The new Penn National Gaming (PENN -1.93%) has issued its first quarterly results since spinning off its real estate assets to Gaming and Leisure Properties (GLPI 0.14%), and results show continued challenges in the U.S. market.
Quarterly revenue fell 13% to $644.7 million, primarily because Hollywood Casino Perryville in Maryland and Hollywood Casino Baton Rouge in Louisiana are now part of GLPI, and EBITDA was down 1.3% to $150.3 million. It's tough to use these as direct comparisons because the spinoff occurred at midquarter, so take the numbers with a grain of salt.
We did get a picture of what the new structure of these two companies will do to operations and EBITDA going forward. For 2014, management expects Penn National revenue to be $2.6 billion, rent paid to GLPI to be $421.6 million, and EBITDA to hit $280.3 million.
That means that with a $929 million market cap and $754.5 million in net debt, the company's enterprise value is just six times expected EBITDA. That's a very reasonable value, even with the general decline in the U.S. gaming market, but it'll take growth at existing resorts to be a big win for investors.
That top-line growth will be tough, especially with new resorts opening across the country and better competition from Pinnacle Entertainment, which acquired Ameristar Casinos last year. Even Penn is expanding via construction projects in Missouri, Ohio, and California. The company is contributing to the supply problem that is sinking regional gaming.
The transformation of Penn National is complete
Now that Penn National and its real estate side GLPI are separate, it'll be a little easier to evaluate each company. Penn has become a gaming and entertainment pure play without the need for as much capital to fund expansion.

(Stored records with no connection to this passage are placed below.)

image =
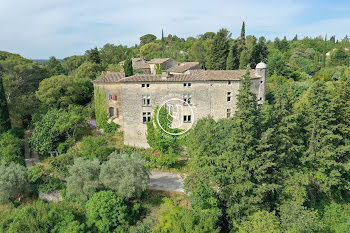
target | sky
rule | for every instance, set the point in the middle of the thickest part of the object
(39, 29)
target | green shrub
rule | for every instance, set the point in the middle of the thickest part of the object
(125, 174)
(61, 163)
(95, 148)
(108, 213)
(43, 181)
(11, 148)
(164, 161)
(13, 180)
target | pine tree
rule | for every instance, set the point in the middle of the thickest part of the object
(128, 70)
(243, 60)
(5, 123)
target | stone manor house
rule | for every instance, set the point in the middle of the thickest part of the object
(131, 100)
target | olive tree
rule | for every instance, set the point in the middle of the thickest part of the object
(125, 174)
(83, 180)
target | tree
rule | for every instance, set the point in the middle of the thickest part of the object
(11, 148)
(95, 148)
(88, 70)
(55, 67)
(177, 219)
(244, 60)
(152, 47)
(5, 122)
(218, 51)
(47, 217)
(93, 55)
(21, 78)
(83, 181)
(232, 62)
(109, 213)
(260, 222)
(297, 218)
(124, 174)
(326, 151)
(62, 91)
(236, 180)
(13, 180)
(128, 69)
(58, 126)
(148, 38)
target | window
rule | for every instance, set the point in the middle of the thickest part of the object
(146, 100)
(187, 99)
(187, 118)
(111, 112)
(228, 113)
(229, 96)
(146, 117)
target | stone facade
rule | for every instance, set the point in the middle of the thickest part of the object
(213, 93)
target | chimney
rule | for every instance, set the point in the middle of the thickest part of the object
(165, 75)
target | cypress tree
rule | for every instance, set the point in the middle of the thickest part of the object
(163, 44)
(235, 169)
(5, 123)
(219, 51)
(324, 52)
(128, 70)
(244, 60)
(232, 62)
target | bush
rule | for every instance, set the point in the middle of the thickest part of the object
(124, 174)
(161, 162)
(176, 219)
(83, 180)
(13, 180)
(12, 148)
(260, 222)
(43, 181)
(61, 163)
(109, 213)
(46, 217)
(95, 148)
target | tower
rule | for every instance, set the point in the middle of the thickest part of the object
(261, 70)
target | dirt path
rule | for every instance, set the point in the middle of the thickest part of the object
(166, 181)
(31, 158)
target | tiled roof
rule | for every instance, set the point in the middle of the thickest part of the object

On the downside, that means it's also leveraged to the U.S. gaming market and doesn't have the same assets to fall back on in hard times that other companies possess.
The big question is whether the U.S. gaming market grows enough to absorb added supply. Operational improvements only go so far, so look for top-line growth in 2014, otherwise this company will be a value trap for investors chasing an increasingly competitive gaming market in the U.S.